Both are legitimate ways to deal with it, after all no one explains that part of the road to recovery is learning ot trust your body again, its an unspoken part of the trauma that's left behind.

I spent years not trusting my body from day to day, my narrative as soon as I woke up was, I wonder if I'm going to be able to walk today, I never could trust that I could bounce out of bed, whenever I did something I couldn't ever be sure how my body was going to react, whether it was a yoga class, a drive to a friends, a night out or a fitness class I couldn't tell how I would respond in the days or weeks after that. There was a constant lack of trust sitting inside.

I realised the other day when I got out of bed with my dodgy knee and tentatively took the first step, that I hadn't felt like that in a while, that I hadn't questioned how I would feel, that for the first time in my adult life I'd been just getting out of bed and getting on with my day.

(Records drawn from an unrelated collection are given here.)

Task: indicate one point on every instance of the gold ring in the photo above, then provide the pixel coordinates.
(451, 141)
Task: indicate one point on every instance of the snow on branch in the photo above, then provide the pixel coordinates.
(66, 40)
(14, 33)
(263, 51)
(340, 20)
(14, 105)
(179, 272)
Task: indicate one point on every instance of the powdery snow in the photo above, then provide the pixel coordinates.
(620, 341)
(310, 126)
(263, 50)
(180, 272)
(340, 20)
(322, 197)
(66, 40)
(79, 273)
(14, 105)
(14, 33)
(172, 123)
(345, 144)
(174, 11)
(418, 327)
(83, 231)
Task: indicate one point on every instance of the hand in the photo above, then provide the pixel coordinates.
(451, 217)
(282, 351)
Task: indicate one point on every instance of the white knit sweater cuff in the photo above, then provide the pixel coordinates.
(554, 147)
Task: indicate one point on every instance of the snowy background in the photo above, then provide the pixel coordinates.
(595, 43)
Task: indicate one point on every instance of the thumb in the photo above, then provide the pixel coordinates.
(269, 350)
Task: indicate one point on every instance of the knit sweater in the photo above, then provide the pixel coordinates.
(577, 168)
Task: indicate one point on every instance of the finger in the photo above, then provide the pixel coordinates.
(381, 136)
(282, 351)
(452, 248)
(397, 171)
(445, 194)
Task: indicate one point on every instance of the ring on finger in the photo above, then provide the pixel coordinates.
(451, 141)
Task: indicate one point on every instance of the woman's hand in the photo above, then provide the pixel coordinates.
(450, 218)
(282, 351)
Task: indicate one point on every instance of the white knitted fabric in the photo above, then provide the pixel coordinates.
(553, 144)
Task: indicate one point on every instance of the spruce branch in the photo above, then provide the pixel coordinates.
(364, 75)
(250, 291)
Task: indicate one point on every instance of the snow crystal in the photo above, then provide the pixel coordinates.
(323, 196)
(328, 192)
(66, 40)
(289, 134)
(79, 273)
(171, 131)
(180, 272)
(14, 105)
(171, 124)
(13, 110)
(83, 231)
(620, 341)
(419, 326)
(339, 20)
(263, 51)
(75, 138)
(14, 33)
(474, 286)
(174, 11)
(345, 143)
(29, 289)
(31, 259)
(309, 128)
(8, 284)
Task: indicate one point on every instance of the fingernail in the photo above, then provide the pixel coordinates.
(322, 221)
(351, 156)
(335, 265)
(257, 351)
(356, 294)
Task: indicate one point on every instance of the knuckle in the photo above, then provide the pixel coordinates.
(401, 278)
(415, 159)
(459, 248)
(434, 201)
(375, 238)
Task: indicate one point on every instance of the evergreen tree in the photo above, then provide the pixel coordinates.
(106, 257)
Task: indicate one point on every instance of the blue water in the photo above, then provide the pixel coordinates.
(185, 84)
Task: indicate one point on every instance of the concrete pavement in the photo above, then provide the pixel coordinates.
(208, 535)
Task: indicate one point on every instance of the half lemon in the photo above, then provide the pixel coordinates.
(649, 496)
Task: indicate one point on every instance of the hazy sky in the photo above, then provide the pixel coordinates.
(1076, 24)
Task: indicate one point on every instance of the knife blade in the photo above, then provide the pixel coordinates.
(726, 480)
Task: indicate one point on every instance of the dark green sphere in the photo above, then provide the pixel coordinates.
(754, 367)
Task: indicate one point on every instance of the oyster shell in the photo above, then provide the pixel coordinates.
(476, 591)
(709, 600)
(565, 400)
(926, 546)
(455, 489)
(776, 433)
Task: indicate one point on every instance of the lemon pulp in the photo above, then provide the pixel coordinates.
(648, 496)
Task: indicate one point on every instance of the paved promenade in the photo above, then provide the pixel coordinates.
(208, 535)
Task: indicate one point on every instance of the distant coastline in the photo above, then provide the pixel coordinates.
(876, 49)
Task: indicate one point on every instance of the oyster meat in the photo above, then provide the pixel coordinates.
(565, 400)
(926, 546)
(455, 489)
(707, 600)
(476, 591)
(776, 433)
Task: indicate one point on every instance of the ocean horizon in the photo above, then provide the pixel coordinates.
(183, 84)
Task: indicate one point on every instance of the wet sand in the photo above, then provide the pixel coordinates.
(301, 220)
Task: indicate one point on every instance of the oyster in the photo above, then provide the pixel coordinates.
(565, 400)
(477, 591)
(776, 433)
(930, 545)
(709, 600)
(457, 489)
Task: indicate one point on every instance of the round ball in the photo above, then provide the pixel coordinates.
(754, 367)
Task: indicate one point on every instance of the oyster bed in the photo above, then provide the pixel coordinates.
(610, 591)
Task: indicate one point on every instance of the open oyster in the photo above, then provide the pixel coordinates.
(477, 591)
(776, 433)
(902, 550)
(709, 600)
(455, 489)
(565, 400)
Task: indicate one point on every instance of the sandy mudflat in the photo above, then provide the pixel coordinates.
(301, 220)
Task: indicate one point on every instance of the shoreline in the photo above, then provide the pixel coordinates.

And what I've realised is that lack of trust that I used to feel constantly has turned into an awareness of my bodies response to what I do, I now know that if I eat shit I will feel like shit, there's no need to not trust my body I know the response I will get, I know that if I push myself to the limit she will tell me I've done too much, she now has her say and so I now trust her to be honest with me.

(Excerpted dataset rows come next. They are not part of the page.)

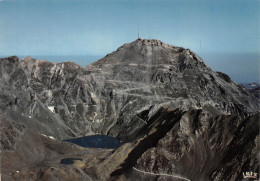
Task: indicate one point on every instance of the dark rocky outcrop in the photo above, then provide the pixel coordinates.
(172, 112)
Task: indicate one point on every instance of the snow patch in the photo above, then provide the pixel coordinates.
(51, 108)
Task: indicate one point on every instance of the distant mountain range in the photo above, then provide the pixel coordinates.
(172, 113)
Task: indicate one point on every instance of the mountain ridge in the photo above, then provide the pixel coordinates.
(147, 94)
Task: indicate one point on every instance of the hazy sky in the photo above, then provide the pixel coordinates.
(98, 27)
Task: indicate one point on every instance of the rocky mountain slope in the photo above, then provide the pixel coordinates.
(174, 114)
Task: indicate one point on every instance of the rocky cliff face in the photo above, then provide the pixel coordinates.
(173, 112)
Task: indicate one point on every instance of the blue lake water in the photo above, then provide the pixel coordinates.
(96, 141)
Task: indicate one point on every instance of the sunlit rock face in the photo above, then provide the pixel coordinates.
(161, 99)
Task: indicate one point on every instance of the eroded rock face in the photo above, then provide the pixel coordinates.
(175, 115)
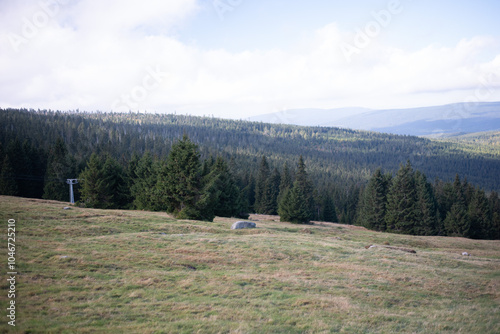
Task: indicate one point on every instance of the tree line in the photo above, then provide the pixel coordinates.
(39, 150)
(408, 203)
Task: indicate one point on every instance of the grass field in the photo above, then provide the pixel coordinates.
(112, 271)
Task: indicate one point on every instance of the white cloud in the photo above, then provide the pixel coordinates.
(92, 54)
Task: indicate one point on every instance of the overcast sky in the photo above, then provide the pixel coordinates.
(239, 58)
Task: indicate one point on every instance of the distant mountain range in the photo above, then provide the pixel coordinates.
(438, 121)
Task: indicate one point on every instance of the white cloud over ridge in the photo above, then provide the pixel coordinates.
(93, 55)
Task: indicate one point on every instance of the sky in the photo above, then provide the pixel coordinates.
(242, 58)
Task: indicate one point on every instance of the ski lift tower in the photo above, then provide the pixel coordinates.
(71, 182)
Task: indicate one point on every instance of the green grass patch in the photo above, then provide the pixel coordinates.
(103, 271)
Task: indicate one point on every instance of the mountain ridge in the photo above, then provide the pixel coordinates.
(436, 121)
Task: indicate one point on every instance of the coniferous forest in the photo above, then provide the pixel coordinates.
(202, 167)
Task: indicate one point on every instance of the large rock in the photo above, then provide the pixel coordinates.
(239, 225)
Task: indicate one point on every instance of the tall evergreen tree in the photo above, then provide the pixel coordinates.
(179, 185)
(228, 203)
(262, 189)
(272, 189)
(297, 205)
(60, 167)
(328, 212)
(144, 177)
(92, 183)
(293, 207)
(373, 202)
(286, 181)
(8, 185)
(480, 216)
(402, 216)
(457, 222)
(426, 223)
(495, 215)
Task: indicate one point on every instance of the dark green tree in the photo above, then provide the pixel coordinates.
(426, 223)
(179, 185)
(480, 216)
(8, 185)
(457, 222)
(327, 211)
(144, 177)
(227, 193)
(373, 202)
(297, 205)
(262, 188)
(92, 183)
(402, 215)
(60, 167)
(293, 206)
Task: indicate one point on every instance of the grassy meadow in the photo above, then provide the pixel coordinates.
(114, 271)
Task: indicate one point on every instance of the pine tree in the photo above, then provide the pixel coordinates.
(179, 185)
(92, 183)
(8, 185)
(272, 193)
(480, 216)
(328, 212)
(457, 222)
(116, 191)
(426, 223)
(373, 202)
(297, 205)
(228, 202)
(286, 181)
(306, 186)
(262, 189)
(401, 216)
(294, 208)
(494, 201)
(144, 178)
(60, 167)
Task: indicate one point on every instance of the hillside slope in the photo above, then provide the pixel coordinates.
(335, 157)
(101, 271)
(427, 121)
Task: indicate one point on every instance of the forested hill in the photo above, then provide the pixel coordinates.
(335, 157)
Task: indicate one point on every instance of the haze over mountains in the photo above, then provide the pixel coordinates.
(436, 121)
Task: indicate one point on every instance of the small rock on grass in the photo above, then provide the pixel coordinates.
(241, 225)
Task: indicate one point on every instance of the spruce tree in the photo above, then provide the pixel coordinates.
(8, 185)
(179, 184)
(262, 189)
(286, 181)
(402, 216)
(297, 205)
(272, 191)
(426, 223)
(494, 201)
(294, 208)
(373, 202)
(228, 203)
(144, 178)
(328, 212)
(457, 222)
(116, 191)
(480, 216)
(60, 167)
(305, 185)
(92, 183)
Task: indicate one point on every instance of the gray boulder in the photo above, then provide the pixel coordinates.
(240, 225)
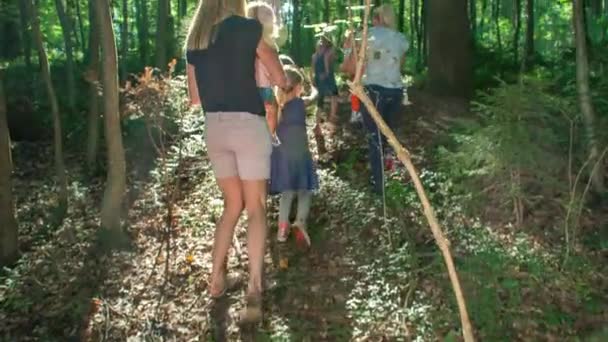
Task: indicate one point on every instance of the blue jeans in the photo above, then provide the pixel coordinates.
(388, 101)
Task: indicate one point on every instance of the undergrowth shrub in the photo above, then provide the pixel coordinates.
(151, 106)
(514, 151)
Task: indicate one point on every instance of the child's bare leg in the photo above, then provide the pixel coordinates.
(304, 202)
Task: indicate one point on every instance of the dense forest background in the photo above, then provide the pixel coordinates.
(507, 124)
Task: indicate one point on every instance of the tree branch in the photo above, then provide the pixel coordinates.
(405, 157)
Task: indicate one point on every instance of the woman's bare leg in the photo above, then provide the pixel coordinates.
(255, 204)
(232, 191)
(333, 110)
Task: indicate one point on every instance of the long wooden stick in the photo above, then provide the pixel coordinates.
(404, 156)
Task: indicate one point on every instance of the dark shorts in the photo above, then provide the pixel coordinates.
(267, 95)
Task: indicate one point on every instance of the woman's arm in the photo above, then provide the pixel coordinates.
(192, 87)
(328, 58)
(270, 58)
(312, 97)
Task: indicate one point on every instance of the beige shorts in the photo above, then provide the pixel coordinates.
(238, 144)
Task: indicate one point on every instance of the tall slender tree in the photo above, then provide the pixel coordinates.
(116, 177)
(8, 223)
(93, 79)
(25, 34)
(517, 28)
(162, 33)
(529, 47)
(66, 28)
(496, 15)
(142, 30)
(296, 32)
(52, 98)
(80, 23)
(401, 18)
(450, 69)
(584, 95)
(124, 39)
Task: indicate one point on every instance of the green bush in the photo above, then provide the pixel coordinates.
(515, 148)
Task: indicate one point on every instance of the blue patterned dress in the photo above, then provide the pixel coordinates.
(292, 167)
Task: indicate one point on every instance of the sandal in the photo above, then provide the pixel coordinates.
(231, 283)
(252, 313)
(301, 234)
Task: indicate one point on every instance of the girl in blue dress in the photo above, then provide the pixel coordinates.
(293, 173)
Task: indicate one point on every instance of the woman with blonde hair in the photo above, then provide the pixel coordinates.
(384, 59)
(221, 48)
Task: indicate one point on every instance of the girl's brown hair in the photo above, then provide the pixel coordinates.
(207, 15)
(294, 78)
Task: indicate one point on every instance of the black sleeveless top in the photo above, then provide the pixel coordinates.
(225, 71)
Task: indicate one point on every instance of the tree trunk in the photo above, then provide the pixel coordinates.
(66, 28)
(424, 35)
(142, 30)
(116, 177)
(25, 34)
(124, 39)
(8, 225)
(450, 70)
(497, 25)
(529, 53)
(596, 7)
(93, 121)
(80, 25)
(73, 25)
(57, 135)
(584, 95)
(484, 7)
(401, 14)
(162, 30)
(295, 33)
(517, 26)
(473, 19)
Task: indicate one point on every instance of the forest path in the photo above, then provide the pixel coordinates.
(364, 278)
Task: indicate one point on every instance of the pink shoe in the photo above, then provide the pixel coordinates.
(389, 162)
(302, 238)
(283, 232)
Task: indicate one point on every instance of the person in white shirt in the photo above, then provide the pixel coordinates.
(384, 59)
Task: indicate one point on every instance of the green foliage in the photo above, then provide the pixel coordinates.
(10, 39)
(515, 148)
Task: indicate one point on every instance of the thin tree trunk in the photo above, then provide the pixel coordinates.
(9, 251)
(295, 32)
(116, 177)
(404, 156)
(80, 25)
(484, 7)
(326, 11)
(517, 26)
(94, 86)
(497, 25)
(473, 19)
(162, 30)
(584, 95)
(401, 18)
(66, 28)
(450, 68)
(25, 34)
(142, 30)
(529, 47)
(424, 35)
(124, 39)
(57, 134)
(73, 26)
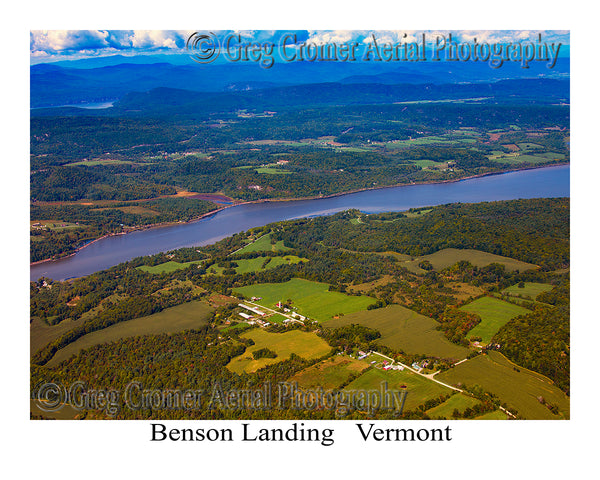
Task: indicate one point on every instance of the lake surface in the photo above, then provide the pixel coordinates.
(537, 183)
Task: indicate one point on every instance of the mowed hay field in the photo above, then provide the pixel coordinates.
(419, 389)
(263, 244)
(186, 316)
(449, 256)
(530, 290)
(256, 264)
(494, 313)
(403, 329)
(304, 344)
(330, 373)
(458, 401)
(313, 299)
(518, 389)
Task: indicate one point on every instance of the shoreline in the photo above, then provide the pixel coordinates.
(314, 197)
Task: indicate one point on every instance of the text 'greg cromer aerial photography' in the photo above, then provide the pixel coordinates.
(299, 225)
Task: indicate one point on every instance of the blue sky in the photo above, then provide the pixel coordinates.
(55, 45)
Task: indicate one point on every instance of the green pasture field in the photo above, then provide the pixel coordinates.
(305, 344)
(529, 146)
(186, 316)
(135, 209)
(420, 389)
(167, 267)
(527, 158)
(418, 141)
(449, 256)
(458, 401)
(248, 265)
(353, 149)
(518, 389)
(93, 163)
(494, 313)
(255, 264)
(273, 171)
(403, 329)
(56, 225)
(312, 299)
(263, 244)
(426, 163)
(330, 373)
(531, 290)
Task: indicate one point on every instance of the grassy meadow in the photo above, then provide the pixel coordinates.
(494, 313)
(175, 319)
(404, 330)
(518, 387)
(331, 373)
(312, 299)
(304, 344)
(449, 256)
(419, 389)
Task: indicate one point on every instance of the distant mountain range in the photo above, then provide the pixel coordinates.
(169, 101)
(59, 84)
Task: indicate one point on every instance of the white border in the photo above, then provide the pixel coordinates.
(488, 449)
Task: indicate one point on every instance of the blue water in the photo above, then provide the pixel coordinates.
(537, 183)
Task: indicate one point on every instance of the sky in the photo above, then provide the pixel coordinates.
(60, 45)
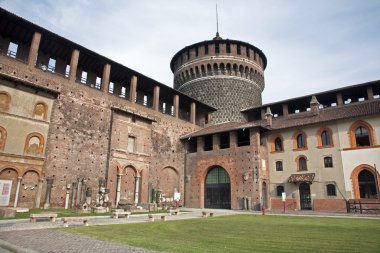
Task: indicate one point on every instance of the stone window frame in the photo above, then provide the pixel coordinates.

How did I get there? I tuned in, I learnt everything I could about my body, her triggers, how she communicated and I listened, I got to know her like you'd get to know an animal you loved or a child. I watched how she tried for me every day, but when I placed hurdles in her way sometimes she couldn't compete, I understood that she wasn't like everyone else and just because others could do something didn't mean I could, I found different ways of doing the things I wanted to do that felt right for my body and I also trusted that if my body said no if I was honest with myself it was probably because I didn't really want to do it in the first place, I was probably just trying to be super human. When I started to let go of the body hatred I had and used my energy towards love, when I started to focus on how I could work with my body rather than fight against her and when I started to trust that if I treated her the best way I possibly could she would be there for me that's when I started to let go of the fear I'd felt that she would let me down.

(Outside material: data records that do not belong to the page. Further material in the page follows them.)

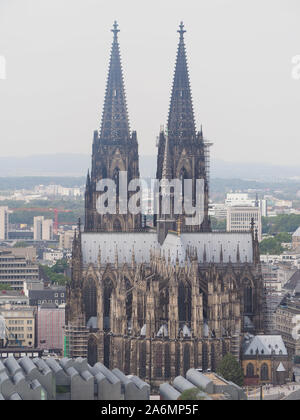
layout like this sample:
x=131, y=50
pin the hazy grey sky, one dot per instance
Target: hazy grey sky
x=239, y=54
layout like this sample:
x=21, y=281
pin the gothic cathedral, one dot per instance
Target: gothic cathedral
x=157, y=301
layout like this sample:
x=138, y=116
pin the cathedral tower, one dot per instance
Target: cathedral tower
x=115, y=150
x=186, y=146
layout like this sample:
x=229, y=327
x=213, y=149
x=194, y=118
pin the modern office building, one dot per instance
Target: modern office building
x=16, y=269
x=42, y=229
x=239, y=219
x=3, y=223
x=50, y=320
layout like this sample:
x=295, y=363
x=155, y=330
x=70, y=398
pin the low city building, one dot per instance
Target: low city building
x=54, y=294
x=50, y=320
x=287, y=317
x=13, y=297
x=265, y=360
x=20, y=325
x=16, y=269
x=66, y=239
x=66, y=379
x=239, y=219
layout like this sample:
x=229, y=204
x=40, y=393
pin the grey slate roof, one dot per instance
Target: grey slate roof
x=141, y=244
x=267, y=345
x=293, y=282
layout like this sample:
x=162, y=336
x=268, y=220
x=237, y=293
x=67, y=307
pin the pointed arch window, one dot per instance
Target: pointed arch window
x=248, y=298
x=92, y=351
x=250, y=370
x=264, y=372
x=184, y=304
x=90, y=298
x=107, y=292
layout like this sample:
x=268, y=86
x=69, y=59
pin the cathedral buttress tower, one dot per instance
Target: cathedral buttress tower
x=115, y=150
x=186, y=147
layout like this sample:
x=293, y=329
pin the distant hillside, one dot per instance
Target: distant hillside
x=77, y=165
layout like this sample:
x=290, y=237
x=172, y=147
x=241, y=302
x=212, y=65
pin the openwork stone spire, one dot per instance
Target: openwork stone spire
x=167, y=166
x=181, y=124
x=115, y=125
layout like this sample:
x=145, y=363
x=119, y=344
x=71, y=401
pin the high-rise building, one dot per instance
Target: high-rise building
x=20, y=325
x=50, y=323
x=42, y=229
x=239, y=219
x=4, y=223
x=16, y=269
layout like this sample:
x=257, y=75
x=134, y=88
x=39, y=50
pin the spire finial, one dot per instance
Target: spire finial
x=181, y=30
x=115, y=30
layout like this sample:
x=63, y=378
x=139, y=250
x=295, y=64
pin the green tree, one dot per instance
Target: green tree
x=191, y=394
x=230, y=370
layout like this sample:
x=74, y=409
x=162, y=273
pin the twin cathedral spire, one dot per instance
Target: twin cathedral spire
x=115, y=148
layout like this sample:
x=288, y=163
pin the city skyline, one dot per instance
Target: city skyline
x=53, y=93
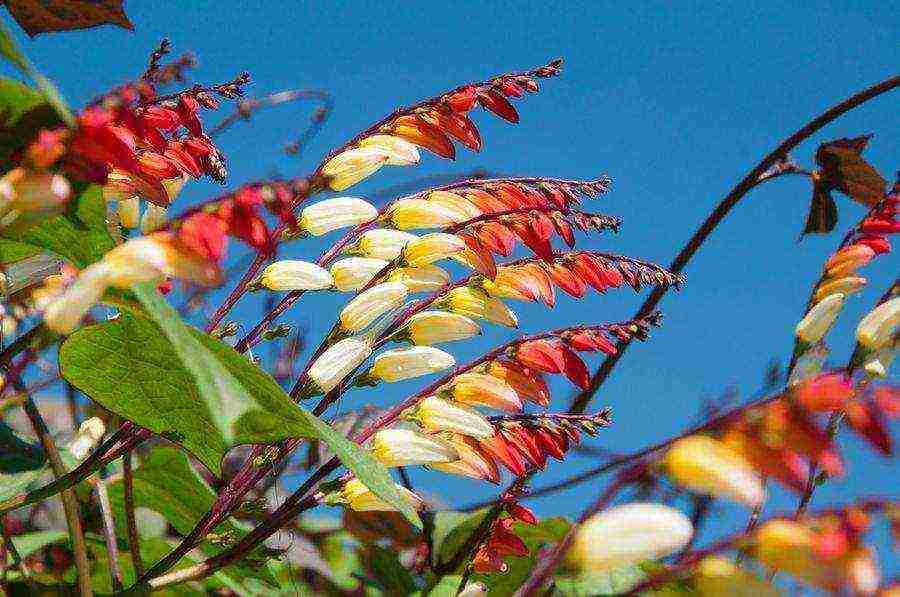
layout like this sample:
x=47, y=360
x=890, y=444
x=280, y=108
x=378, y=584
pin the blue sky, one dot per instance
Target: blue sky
x=675, y=105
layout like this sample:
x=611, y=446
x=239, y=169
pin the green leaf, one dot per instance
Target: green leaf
x=191, y=388
x=166, y=483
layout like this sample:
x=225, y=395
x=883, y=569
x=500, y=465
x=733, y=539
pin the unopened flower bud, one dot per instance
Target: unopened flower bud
x=707, y=466
x=331, y=214
x=292, y=274
x=628, y=534
x=404, y=447
x=372, y=304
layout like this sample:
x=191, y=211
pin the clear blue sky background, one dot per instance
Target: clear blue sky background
x=674, y=104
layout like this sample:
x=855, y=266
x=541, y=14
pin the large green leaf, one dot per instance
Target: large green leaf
x=199, y=392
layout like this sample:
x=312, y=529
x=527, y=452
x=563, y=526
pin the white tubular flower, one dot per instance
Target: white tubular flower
x=349, y=167
x=434, y=327
x=707, y=466
x=337, y=362
x=372, y=304
x=820, y=318
x=879, y=327
x=427, y=278
x=432, y=247
x=405, y=363
x=292, y=274
x=353, y=273
x=437, y=415
x=410, y=214
x=404, y=447
x=629, y=534
x=331, y=214
x=475, y=302
x=355, y=495
x=400, y=152
x=89, y=434
x=383, y=243
x=153, y=219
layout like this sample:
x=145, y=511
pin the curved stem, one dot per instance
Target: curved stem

And then I get injured, and noticed a different reaction to the past, I found myself asking what I has to learn form this rather than looking at why I had been let down, instead of getting angry at the fact I had to miss training and spend a night in hospital I asked the question what was I doing to cause my body to have to shout at me, what was I doing to cause my body to have to stop me, and I realised I was about to jump into my old rhythm of busy, I was about to get going again, which is not what I want to do but what my habit is, so her breaking was a form of self love, it was her way of stopping me take that path, that's an awesome friend to have if you ask me.

But there's a still a new form of trust I now need to work on, trust in a part of my body that feels weak now, trust that it will support me and won't cause me pain. And how do you build trust in that body part? Like anything it takes time, it takes awareness and it takes patience, I have to listen to it, I have to respond to what it says and I have to give it a chance to heal, only then if I tune in and send love to my knee will I know that I will be able to trust it once more. I also have to trust that it will get better when it feels that I am ready to slow down, and until then I will be moving slowly because my knee hurts.

So its another lesson of slowness, of holding back rather than pushing, of self exploration and self love and for seeing the long goal rather than short term gain.

What's your body trying to tell you but you refuse to listen too, what illness or injuries do you keep getting thrown? How can you change your narrative to your body and help it to heal? Do you see yourself battling your body or working with it? Do you trust your body to know what's good for you or do you still think you know better?